Uncomfortable honest comparison: trn1's host Xeon (8 vCPU) running torch.matmul (the silent-fallback path that v0.4.x accidentally measured) produces roughly the same warm DF-MP2 numbers as real NKI dispatch on this workload — the CPU is competitive at 512–1024 scale because NKI kernel launch is ~1-3 ms per call and trn1.2xlarge's Xeon is fast enough to do 512³ GEMM in the same time. Trainium's advantage here is a cost story (trn1.2xlarge at $1.34/hr vs g5.xlarge at $1.006/hr, with the difference being the 32 GB HBM and 2 NeuronCores that matter more at larger, memory-bandwidth-bound workloads than these benches touch).
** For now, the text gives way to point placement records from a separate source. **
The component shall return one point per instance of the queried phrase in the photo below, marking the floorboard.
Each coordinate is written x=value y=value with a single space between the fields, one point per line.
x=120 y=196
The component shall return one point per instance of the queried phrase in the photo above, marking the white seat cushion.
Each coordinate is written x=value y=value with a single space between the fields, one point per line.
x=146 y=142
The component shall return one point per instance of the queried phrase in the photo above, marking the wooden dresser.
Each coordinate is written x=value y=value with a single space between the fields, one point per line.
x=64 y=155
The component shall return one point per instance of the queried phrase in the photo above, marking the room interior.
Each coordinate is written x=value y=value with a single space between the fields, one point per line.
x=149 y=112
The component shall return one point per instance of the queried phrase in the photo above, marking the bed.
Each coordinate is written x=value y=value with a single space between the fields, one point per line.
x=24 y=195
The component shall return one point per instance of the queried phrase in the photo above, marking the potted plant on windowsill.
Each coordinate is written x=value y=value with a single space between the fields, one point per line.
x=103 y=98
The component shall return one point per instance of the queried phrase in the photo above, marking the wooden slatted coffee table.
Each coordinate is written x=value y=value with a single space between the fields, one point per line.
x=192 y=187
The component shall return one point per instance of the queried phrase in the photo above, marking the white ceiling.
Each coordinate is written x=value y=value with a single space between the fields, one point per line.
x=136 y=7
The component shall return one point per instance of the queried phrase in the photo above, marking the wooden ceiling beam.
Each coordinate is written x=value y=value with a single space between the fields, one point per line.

Closing the A10G gap on medium/large is the ongoing Phase 3 work (tile autotuner #26, energy kernel rewrite #15, and batching techniques that amortize per-call dispatch).

NEFF cache warmup

Same suite run twice on a freshly started instance:

Pass Wall time
Cold (first run after instance start) 7.01s
Warm (NEFF cache hit + warm XLA graph) 2.52s (2.8× faster)
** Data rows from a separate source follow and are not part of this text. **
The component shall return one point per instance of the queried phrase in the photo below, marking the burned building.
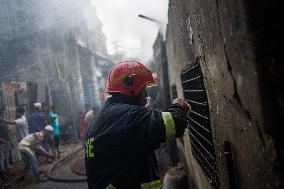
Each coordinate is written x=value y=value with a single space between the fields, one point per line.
x=223 y=57
x=53 y=44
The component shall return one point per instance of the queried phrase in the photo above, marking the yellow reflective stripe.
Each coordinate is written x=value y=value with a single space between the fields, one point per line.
x=156 y=184
x=169 y=124
x=89 y=148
The cache at /var/tmp/neuron-compile-cache/ persists across instance stop/start (EBS-backed), so kernel compile cost is paid exactly once per shape per cache lifetime.

Reproducing locally

# Micro-benchmark harness (CPU baselines + NKI when available):
pytest benchmarks/ --benchmark-only

# Full DF-MP2 bench on trn1 (provisions + runs + stops instance):
AWS_PROFILE=aws ./scripts/run_df_mp2_bench.sh --shape medium

# Same workload on A10G (cuBLAS reference for the same vintage):
AWS_PROFILE=aws ./scripts/run_cuda_bench.sh --shape medium

See AWS Setup for the one-time Terraform provisioning for each instance (infra/terraform/ for trn1, infra/terraform-cuda/ for the A10G).

Out of scope

  • syrk / trsm NKI numbers: those ops are PyTorch-only in v0.4.x; v0.5.0 will add NKI kernels and a dedicated row here.
  • cuBLAS head-to-head: requires GPU access; tracked under #4.